Guidance for Near Real-Time Fraud Detection with Graph Neural Network on AWS
Overview
This Guidance demonstrates an end-to-end, near real-time anti-fraud system based on deep learning graph neural networks. This blueprint architecture uses Deep Graph Library (DGL) to construct a heterogeneous graph from tabular data and train a Graph Neural Network (GNN) model to detect fraudulent transactions.
How it works
Near Real-Time Fraud Detection
These technical details feature an architecture diagram to illustrate how to effectively use this solution. The architecture diagram shows the key components and their interactions, providing an overview of the architecture's structure and functionality step-by-step.

Offline Model Training
These technical details feature an architecture diagram to illustrate how to effectively use this solution. The architecture diagram shows the key components and their interactions, providing an overview of the architecture's structure and functionality step-by-step.

Well-Architected Pillars
The architecture diagram above is an example of a Solution created with Well-Architected best practices in mind. To be fully Well-Architected, you should follow as many Well-Architected best practices as possible.
Operational Excellence
This Guidance uses AWS Serverless services like AWS Glue, SageMaker, AWS Fargate, Lambda as compute resources for processing data, training models, serving the API functionalities, and keeping billing to pay-as-you-go pricing. One of the data stores is designed using Amazon S3, providing a low total cost of ownership for storing and retrieving data.
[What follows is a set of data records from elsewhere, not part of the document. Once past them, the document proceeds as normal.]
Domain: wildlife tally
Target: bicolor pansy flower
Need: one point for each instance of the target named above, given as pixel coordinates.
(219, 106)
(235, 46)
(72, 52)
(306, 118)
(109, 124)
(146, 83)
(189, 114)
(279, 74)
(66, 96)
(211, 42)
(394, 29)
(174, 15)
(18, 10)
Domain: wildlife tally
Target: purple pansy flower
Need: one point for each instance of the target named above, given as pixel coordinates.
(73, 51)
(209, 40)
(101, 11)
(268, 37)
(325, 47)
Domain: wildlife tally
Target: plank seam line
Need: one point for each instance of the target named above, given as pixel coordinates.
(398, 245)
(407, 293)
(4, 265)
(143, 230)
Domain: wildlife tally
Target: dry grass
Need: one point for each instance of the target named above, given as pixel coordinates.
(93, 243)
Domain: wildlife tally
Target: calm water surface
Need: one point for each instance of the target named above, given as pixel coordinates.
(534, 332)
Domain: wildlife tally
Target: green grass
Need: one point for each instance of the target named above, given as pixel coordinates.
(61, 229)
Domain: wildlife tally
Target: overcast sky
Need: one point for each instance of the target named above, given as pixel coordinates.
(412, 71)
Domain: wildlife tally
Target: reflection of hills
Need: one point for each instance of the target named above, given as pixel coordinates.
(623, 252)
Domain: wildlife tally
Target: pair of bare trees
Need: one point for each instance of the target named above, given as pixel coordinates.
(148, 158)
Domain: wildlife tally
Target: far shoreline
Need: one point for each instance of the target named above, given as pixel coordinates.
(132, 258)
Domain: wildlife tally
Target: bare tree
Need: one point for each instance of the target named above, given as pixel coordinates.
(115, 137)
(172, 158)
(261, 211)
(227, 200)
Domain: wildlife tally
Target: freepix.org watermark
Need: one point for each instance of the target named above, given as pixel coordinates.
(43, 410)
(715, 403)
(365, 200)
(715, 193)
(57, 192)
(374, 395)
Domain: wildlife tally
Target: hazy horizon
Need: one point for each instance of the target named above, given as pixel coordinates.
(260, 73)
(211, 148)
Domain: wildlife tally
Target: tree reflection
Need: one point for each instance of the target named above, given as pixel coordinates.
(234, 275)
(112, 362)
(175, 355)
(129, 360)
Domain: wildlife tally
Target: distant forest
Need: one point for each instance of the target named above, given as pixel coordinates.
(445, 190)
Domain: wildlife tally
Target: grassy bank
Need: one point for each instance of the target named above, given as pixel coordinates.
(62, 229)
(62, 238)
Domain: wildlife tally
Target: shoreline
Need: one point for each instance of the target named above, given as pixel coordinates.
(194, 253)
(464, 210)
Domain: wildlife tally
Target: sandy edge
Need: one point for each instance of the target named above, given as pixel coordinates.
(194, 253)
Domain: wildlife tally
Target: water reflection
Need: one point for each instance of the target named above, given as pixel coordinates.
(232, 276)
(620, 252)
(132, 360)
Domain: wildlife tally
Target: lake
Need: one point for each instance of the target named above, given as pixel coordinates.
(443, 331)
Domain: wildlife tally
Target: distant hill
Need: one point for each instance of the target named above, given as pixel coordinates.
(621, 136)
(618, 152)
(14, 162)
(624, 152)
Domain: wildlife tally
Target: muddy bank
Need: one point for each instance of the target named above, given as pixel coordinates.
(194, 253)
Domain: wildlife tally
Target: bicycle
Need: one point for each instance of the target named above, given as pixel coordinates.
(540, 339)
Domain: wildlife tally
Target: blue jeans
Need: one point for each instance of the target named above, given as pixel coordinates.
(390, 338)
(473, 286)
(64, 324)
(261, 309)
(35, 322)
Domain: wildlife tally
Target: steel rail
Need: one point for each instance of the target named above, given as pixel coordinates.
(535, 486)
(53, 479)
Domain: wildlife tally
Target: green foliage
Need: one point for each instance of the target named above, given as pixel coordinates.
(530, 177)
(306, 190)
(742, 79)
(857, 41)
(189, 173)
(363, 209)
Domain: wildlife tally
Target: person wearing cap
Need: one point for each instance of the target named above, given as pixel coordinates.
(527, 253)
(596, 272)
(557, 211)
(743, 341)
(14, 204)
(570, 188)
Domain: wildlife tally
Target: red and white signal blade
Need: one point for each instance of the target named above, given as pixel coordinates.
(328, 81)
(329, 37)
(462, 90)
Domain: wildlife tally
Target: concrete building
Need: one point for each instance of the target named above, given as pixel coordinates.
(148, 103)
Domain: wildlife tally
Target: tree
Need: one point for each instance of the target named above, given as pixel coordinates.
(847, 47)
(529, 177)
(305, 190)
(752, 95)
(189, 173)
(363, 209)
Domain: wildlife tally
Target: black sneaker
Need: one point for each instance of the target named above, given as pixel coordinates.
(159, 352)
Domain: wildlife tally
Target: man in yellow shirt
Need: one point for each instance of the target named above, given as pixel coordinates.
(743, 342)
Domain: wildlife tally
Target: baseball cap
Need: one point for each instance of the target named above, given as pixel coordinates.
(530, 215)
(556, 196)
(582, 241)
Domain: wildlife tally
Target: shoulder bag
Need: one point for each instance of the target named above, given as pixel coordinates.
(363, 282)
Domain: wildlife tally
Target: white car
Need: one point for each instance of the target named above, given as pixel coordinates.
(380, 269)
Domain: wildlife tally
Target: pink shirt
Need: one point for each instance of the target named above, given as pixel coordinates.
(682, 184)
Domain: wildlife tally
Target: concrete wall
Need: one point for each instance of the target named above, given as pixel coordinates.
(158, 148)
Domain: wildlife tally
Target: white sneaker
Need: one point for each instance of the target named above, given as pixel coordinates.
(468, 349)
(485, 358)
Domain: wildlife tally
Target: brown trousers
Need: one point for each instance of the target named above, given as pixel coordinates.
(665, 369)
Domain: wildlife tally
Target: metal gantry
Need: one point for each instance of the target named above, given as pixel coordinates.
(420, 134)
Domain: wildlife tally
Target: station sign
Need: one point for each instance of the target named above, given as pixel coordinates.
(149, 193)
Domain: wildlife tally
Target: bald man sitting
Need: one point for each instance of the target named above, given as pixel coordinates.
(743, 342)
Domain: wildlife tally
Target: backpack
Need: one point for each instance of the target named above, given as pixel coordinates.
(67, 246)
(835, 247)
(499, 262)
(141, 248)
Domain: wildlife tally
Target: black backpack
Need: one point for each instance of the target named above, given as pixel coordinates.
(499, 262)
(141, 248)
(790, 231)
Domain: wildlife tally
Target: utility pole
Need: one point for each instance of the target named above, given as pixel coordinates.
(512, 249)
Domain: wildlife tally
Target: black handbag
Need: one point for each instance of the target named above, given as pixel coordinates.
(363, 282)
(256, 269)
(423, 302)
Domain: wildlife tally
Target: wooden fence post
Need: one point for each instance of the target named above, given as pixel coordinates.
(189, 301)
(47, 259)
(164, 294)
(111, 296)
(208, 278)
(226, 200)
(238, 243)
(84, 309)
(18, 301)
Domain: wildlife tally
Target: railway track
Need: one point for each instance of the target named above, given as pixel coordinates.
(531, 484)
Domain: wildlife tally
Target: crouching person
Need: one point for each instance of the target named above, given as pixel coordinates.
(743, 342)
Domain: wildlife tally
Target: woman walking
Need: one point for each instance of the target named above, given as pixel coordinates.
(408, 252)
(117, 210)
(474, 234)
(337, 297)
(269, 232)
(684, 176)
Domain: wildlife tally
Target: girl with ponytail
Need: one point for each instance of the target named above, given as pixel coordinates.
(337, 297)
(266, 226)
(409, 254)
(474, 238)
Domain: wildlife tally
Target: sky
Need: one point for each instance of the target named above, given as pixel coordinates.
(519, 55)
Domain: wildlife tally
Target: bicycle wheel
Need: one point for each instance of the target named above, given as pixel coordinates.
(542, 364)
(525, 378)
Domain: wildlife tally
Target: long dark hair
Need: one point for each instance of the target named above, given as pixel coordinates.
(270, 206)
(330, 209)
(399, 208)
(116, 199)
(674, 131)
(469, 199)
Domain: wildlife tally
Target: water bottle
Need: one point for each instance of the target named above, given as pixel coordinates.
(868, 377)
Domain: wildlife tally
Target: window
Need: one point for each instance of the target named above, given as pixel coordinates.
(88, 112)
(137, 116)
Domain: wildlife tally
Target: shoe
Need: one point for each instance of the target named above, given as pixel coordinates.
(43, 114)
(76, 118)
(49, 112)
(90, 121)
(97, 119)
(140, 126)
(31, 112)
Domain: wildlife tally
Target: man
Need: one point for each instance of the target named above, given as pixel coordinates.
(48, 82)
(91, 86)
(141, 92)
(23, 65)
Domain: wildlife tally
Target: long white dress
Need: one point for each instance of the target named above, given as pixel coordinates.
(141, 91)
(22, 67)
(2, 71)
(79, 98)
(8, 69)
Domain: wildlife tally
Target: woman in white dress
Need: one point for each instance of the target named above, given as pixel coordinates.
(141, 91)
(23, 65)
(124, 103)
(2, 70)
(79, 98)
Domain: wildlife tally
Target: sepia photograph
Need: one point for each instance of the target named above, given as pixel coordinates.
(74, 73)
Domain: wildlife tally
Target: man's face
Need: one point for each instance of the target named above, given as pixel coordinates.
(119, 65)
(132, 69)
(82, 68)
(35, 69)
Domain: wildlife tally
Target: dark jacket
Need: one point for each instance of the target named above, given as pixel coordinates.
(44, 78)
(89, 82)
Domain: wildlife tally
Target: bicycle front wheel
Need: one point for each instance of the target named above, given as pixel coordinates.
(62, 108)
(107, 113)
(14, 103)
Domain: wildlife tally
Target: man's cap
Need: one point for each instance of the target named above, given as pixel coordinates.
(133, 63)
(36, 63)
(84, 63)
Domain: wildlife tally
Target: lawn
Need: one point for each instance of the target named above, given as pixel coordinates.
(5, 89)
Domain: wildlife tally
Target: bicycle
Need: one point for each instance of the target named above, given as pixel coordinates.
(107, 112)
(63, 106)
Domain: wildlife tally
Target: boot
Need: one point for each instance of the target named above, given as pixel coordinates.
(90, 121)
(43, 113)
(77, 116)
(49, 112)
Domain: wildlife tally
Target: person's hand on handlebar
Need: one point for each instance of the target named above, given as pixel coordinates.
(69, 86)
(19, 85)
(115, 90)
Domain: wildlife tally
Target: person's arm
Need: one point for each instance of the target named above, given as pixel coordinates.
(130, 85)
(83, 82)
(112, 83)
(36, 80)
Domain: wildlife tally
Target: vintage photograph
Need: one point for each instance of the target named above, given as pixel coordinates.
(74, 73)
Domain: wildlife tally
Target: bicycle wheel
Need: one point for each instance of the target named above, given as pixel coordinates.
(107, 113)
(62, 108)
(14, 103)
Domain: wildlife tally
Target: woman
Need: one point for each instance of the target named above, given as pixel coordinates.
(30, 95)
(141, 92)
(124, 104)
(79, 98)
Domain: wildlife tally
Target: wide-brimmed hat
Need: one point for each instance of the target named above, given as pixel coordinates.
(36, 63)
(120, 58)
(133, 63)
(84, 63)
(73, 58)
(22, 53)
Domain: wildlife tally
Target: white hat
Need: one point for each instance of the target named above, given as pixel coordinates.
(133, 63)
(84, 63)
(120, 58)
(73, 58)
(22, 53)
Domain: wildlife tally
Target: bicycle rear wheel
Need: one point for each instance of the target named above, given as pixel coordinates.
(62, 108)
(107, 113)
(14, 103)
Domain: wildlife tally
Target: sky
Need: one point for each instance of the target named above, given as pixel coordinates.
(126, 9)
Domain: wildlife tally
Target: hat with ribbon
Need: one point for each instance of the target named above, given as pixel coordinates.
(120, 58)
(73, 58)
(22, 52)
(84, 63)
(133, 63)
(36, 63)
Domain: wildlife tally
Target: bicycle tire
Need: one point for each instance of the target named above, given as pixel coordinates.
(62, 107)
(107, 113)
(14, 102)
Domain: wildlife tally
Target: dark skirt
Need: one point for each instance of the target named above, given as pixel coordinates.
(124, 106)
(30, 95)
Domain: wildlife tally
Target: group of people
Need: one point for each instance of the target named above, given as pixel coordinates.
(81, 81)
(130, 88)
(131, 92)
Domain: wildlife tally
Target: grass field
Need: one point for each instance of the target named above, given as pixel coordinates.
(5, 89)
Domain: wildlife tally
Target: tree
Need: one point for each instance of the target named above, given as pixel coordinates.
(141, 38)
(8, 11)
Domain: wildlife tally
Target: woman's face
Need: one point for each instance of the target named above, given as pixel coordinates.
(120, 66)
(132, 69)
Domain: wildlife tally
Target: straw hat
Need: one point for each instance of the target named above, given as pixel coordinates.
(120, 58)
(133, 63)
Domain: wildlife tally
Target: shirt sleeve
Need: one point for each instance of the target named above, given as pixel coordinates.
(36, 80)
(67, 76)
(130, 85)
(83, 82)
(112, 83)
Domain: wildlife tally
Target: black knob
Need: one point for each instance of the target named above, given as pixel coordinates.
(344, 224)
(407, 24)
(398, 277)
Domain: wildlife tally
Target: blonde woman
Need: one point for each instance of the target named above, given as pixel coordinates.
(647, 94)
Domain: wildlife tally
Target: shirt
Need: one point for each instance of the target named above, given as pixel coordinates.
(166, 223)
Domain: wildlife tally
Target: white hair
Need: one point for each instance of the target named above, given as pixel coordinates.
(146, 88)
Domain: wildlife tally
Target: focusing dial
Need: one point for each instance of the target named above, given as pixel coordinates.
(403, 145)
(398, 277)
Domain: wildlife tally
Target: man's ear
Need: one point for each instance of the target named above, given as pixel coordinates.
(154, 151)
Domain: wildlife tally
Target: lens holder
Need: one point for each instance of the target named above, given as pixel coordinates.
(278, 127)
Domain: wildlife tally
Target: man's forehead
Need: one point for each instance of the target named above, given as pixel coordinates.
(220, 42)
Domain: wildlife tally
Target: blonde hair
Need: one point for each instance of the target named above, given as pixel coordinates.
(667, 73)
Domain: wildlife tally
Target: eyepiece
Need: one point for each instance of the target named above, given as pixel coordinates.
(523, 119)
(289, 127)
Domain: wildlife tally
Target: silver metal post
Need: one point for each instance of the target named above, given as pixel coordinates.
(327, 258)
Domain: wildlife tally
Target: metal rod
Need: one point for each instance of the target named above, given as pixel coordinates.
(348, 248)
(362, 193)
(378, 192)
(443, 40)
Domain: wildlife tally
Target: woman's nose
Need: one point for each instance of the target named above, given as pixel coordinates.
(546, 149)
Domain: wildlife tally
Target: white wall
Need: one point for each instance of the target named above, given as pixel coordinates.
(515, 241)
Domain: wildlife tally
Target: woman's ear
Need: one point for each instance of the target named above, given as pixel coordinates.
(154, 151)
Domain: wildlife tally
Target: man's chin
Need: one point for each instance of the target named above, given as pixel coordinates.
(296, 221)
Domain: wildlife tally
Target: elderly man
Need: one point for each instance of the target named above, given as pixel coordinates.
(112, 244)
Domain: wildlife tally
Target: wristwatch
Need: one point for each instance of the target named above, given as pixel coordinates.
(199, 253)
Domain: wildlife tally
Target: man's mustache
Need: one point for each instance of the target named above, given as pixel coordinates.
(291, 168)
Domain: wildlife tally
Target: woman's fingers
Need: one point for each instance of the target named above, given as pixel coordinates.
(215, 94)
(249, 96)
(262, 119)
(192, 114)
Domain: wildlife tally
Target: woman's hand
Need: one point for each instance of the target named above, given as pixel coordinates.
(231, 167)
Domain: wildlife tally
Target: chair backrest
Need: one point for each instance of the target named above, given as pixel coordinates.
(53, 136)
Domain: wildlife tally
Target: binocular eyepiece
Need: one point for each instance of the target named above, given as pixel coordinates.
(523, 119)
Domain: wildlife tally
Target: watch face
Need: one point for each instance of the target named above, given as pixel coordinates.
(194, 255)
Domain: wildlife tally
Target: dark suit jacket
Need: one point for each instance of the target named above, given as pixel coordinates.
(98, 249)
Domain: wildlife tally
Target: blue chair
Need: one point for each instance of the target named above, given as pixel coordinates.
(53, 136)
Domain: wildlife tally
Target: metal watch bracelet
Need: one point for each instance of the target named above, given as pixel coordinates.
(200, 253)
The business dashboard uses CloudFront, Amazon S3 and AWS AppSync, Lambda to implement the web application.
Security
API Gateway and Lambda provide a protection layer when invoking Lambda functions through an outbound API. All the proposed services support integration with AWS Identity and Access Management (IAM), which can be used to control access to resources and data. All traffic in the VPC between services are controlled by security groups.
Reliability
API Gateway, Lambda, AWS Step Functions, AWS Glue, Amazon S3, Neptune, Amazon DocumentDB, and AWS AppSync provide high availability within a Region. Customers can deploy SageMaker endpoints in a highly available manner.
Performance Efficiency
All the services used in the design provide cloud watch metrics that can be used to monitor individual components of the design. MLOps pipelines orchestrated by Step Functions helps to continuously iterate the model. API Gateway and Lambda allow publishing of new versions through an automated pipeline.
Cost Optimization
This Guidance requires GNN model training for fraud detection. The performance requirements for batch processing range from minutes to hours; AWS Glue and SageMaker training jobs are designed to meet them. Neptune is a purpose-built, high-performance graph database engine. Neptune efficiently stores and navigates graph data, and uses a scale-up, in-memory optimized architecture for fast query evaluation over large graphs. Provisioned concurrency in Lambda and the HTTP API in API Gateway can support a latency requirement of less than 10 ms.
Sustainability
This Guidance uses the scaling behaviors of Lambda and API Gateway to reduce over-provisioning resources. It uses AWS Managed Services to maximize resource utilization and to reduce the amount of energy needed to run a given workload.